Harris is so vibrant and likeable — by turns funny, reflective and touching— that there's nothing saccharine, depressing or boring about all this. LaBute who is directing his own work has staged it with more dramatic and visual flair than you find in most solo plays. The coffin, the flowers, the pictures and the few seats are all in a striking grisaille palette (bravo to designer Klara Zieglerova) and Harris connects with the audience that surrounds the stage on all three sides without seeming to make a conscious effort to do so.

Harris's confidences build toward his inevitable final moments with Jo-Jo and the revelation of a tragic secret that prompted the unhappy first marriage and haunted her even during the loving second one. But I'm not breaking my promise about not giving that final twist away. That secret, like everything Ed tells us, is a clue of sorts to the theme driving LaBute's surprise ending. It's cleverly done but you'll have to see the play to decide whether it leaves you satisfied or disappointed that all the sympathy Harris built up has been squandered in the interest of cleverness. (Review continued in yellow box below-- to be read AFTER you see Wreck)

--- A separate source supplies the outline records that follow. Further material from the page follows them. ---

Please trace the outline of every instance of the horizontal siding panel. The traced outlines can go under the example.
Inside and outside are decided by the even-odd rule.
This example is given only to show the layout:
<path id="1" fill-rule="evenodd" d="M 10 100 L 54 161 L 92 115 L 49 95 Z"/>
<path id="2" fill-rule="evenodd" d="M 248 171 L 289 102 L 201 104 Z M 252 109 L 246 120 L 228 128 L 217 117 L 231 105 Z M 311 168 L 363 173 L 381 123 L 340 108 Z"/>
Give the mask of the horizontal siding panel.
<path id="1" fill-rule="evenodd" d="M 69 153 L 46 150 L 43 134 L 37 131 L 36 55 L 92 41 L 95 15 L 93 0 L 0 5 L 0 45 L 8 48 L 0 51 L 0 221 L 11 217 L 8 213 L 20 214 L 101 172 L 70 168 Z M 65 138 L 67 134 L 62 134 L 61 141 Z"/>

Links to other Neil LaBute reviews:
Bash (London)
The Distance From Here (London & New York)
The Shape of Things(London and NYC)
The Shape of Things (Berkshires)
Fat Pig
This Is How It Goes (Public Theater, NY)

WRECKS
Written and directed by Neil La Bute
Cast: Ed Harris
Sets and Costumes: Klara Zieglerova
Lights: Christopher Akerlind,
Sound: Robert Kaplowitz
Running Time: 80 minutes without intermission
Public/Anspacher Theater,425 Lafayette, www.publictheater.org 212-967-7555
From September 26 to November 9; opening 10/10/06..Tuesday at 7:00pm, Wednesday through Saturday at 8:00pm, Saturday and Sunday at 2:00pm
Tickets: $50, with a limited number of $20 Rush Tix available at the box office one hour prior to curtain.
Reviewed by Elyse Sommer based on October 8 press matinee

The Review. . .continued

Okay. . . so you've returned to this page after your visit to the Public Theater and you recognize all those little crumbs Neil LaBute has tossed your way as clues. All have been carefully injected into Harris's monologue to turn Wrecks into a modern day oedipal drama.

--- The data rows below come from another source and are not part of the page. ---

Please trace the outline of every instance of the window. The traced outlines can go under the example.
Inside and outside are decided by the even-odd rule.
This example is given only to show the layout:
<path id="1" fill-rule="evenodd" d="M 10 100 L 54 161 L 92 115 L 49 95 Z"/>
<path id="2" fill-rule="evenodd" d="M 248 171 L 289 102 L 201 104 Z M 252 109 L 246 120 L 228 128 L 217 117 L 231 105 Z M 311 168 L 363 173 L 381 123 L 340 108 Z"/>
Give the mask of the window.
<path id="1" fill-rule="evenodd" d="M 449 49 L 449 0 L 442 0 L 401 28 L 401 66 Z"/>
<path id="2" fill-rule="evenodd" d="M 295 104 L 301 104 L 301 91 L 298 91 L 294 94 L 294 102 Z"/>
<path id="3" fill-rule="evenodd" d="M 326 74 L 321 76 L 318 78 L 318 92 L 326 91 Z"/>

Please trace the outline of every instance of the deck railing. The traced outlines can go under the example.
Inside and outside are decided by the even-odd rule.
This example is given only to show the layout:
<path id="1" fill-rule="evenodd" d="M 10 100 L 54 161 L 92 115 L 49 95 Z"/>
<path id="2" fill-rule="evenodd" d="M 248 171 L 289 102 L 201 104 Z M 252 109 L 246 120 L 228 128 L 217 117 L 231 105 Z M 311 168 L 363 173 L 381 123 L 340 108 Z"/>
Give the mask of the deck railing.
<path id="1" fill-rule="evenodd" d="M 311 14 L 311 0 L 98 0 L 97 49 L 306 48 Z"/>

The first clue is the title. Say it out loud and you've got Wrecks as in Oedipus Rex. Take another look at the picture on that prayer card and the title, quot;Mater Purissima," is an immediate tip-off to the real relationship between Edward and Jo-Jo.

Yes indeed, Ed is himself the real secret — the son Jo-Jo bore and abandoned after being raped by an uncle. And so, we have LaBute assuming the mantle of a Greek dramatist with a love affair that embodies one of our last taboos: mother and son incest. The murders and suicides so typical of Greek drama are here carried out with cigarettes. LaBute's theme: Love, no matter what it's form, is never wrong. His love didn't hurt anyone but brought great joy. (And greedy manufacturers hooking us with their deadly products, worse than this hush-hush kind of love?)

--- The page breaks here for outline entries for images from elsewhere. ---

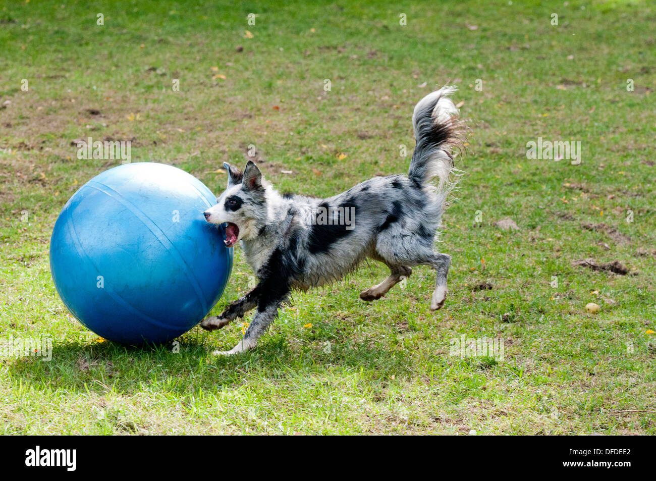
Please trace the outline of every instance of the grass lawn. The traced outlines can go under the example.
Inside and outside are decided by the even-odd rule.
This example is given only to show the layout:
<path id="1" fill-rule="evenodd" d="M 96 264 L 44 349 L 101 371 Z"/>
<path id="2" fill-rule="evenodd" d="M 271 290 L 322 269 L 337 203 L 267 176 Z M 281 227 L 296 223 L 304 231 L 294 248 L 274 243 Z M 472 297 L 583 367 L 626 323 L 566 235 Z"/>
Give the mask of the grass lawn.
<path id="1" fill-rule="evenodd" d="M 656 434 L 654 4 L 279 3 L 0 4 L 0 341 L 53 343 L 50 362 L 0 358 L 0 433 Z M 60 300 L 55 220 L 119 163 L 78 159 L 74 139 L 130 140 L 133 161 L 217 194 L 252 144 L 280 190 L 328 196 L 407 172 L 412 109 L 447 83 L 470 133 L 441 310 L 427 267 L 361 301 L 388 274 L 371 262 L 295 294 L 226 358 L 211 352 L 238 323 L 195 327 L 178 353 L 133 348 Z M 581 163 L 527 159 L 539 137 L 580 142 Z M 213 314 L 247 289 L 235 251 Z M 572 265 L 585 258 L 628 273 Z M 462 336 L 500 340 L 502 358 L 453 352 Z"/>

I'm afraid I can't quite buy the playwright's premise. As Edward felt he was entitled to find out who his mother was, he is denying vital information to his children who are, after all, the result of two generations of incest. Just as troublesome is the fact that once you put all the pieces in perspective, all that endearing charm projected by Harris and some of the more touching parts of his oration seem strictly a method for achieving that slam-bang ending. Consequently, the likeable and sincere Oedipus-like Edward comes off a bit artificial — the playwright's tool for forcing us to rethink social taboos.